Grey is more popular than you think. It’s often associated with confidence and power. Much thanks goes out to Meryl Streep for her amazing performance in The Devil Wears Prada. In that movie, her hair was silver-hued and her attitude was unforgettable. Not surprisingly, it spurred many women to embrace their grey and take on the same power. Many other celebrities also jumped into the shift toward grey over the years from Katie Holmes to Jessica Biel to Chrissy Teigen. It could be the right look for you too!
– Adjust your hair care routine accordingly
Hair that is greying needs more love to go with the color and texture. When hair is naturally grey, it loses luster and can even have a hint of yellow. Shampoos and conditioners with violet or silver tones can really help to brighten it up. And it should always go without saying but please, never ever use hair care products with sulfates!
Using a heavier conditioner will also help because grey hair is drier than normal hair. As you age, your scalp will create less of that naturally lubricating sebum. This affects your hair, leaving it drier and rougher. Grey hair isn’t shiny so making it look lustrous will be your next biggest challenge. Air-drying is not recommended for greying hair as it will look duller than ever and needs the ionic blasts of your hair dryer to look full of life.
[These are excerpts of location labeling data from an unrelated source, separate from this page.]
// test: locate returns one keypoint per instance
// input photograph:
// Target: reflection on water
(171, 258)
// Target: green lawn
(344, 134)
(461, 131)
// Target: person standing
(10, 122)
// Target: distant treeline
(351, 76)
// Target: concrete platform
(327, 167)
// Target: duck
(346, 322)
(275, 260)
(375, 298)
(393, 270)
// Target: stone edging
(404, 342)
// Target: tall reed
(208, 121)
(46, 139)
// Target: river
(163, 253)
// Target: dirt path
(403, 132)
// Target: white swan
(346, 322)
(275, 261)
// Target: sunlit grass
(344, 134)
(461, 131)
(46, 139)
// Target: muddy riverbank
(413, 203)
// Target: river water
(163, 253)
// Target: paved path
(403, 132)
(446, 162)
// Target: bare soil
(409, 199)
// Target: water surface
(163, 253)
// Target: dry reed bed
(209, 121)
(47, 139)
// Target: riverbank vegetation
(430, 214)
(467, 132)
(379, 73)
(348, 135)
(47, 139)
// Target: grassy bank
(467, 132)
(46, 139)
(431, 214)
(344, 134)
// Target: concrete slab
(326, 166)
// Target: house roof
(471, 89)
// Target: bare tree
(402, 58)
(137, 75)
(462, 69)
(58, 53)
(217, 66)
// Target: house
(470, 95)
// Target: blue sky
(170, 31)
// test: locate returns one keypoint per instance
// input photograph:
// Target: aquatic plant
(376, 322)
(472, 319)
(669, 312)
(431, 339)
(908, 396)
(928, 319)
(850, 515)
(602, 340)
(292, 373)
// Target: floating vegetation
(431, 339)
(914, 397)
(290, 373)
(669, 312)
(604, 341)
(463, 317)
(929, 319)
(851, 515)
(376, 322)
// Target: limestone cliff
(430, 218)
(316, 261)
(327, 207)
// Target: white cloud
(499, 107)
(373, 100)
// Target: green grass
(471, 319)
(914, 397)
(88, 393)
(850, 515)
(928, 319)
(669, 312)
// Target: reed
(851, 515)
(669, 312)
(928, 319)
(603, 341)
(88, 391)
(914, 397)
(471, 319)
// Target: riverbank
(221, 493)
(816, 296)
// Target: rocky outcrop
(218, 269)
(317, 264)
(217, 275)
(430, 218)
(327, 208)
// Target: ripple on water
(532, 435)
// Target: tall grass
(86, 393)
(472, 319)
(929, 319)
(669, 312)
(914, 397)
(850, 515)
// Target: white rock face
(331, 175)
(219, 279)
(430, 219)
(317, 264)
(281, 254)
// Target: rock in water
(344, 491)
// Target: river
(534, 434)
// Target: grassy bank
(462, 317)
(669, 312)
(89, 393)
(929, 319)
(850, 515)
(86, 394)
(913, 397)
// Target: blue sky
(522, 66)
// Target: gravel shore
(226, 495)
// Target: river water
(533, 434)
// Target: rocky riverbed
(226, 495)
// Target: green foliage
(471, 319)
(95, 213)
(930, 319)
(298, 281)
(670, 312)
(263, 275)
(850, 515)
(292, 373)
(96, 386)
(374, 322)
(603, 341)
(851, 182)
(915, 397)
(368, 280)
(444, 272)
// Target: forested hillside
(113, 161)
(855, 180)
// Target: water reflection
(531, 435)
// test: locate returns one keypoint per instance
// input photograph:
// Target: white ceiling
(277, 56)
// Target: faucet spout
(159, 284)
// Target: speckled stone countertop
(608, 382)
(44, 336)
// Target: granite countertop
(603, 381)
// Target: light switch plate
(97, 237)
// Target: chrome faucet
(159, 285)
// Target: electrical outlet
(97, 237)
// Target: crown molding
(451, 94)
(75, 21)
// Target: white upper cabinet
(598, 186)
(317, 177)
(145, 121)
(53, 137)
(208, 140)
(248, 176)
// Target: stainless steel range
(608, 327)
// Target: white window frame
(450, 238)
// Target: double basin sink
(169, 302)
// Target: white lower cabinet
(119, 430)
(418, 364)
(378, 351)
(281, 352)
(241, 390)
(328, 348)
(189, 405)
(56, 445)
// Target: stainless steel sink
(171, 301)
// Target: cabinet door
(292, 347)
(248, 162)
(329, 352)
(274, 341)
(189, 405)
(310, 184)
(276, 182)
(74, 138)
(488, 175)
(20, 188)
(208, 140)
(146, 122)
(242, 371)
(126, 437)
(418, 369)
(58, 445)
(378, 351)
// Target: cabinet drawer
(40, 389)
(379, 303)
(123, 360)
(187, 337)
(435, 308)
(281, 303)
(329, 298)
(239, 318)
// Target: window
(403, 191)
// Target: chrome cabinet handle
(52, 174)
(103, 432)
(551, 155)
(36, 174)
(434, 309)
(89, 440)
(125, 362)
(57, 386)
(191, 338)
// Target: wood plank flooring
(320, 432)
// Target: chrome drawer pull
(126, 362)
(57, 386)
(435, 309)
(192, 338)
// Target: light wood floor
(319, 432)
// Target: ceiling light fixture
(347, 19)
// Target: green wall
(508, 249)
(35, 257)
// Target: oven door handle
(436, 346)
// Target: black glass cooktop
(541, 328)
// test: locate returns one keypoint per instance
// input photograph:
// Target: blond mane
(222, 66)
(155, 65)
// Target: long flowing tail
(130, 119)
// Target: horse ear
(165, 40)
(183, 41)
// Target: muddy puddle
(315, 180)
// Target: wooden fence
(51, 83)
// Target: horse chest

– No matter what don’t pluck your grey hair
If you want to get rid of your grey hairs, color or highlight your hair. But whatever you do, don’t pull out your grey hairs. The reason? They may never grow back. Besides, grey hair is much better than winding up with bald patches.
There is no way to increase the number of hair follicles we have. Just because you find a grey hair doesn’t mean it’s going to turn the surrounding hairs grey. Ripping it from your head is far worse. If you really need that one lone hair to get out of your otherwise brilliant strands, experts recommend that instead of ripping it out from the root, just cut it very carefully. Plucking traumatizes your hair follicle. When you do it continuously, it can damage it for good leading to balding which is worse than grey.
When you keep plucking a hair from a particular spot, a message eventually is conveyed to the follicle so that it goes to rest, then shrinks, and finally, never produces another hair shaft. So, in short, plucking out grey hairs is not at all advised if you want hair to keep growing from your head. Even if that hair that grows out is grey or white, you have more options with hair on your head to color it and style it than if you are missing patches of hair.
The old wives’ tale that pulling out a grey hair will cause three or more grey hairs to come in its place is false, but the kernel of truth here is that you’ll wind up worse for wear because you’ll shut down those hair follicles and have less hair.
You can get grey hair at any point in your life, though depending on your genes and your race, you might be luckier or less lucky than others. It’s normal to start getting a grey or two in your 20s. In most cases, it’s just a random hair or two. But as you age, you’ll eventually start seeing more of your hairs going grey.
You can choose to color your hair or let it grow out graciously. Covering it up should only be done if this makes YOU feel better about yourself. Don’t do it because you worry about what others think. Make yourself happy. Of course, some people are happiest when they don’t have to keep up pretenses, and if that sounds like you, then let your grey show as you will.
Always nourish your hair, grey or not, with proper hair care products that nurture so you have the best appearance to your hair. Nourishment also starts from within too, so be sure you’re eating right or supplementing with the vitamins you need for your best inner health.
And of course, keep your hands off! If you see one lone grey, leave it alone! Don’t rip it out at the root. If you really don’t want it standing out in your hair, just snip that one piece out carefully and you’ll still have healthy follicles and plenty of hair to work with no matter how you choose to handle your greys!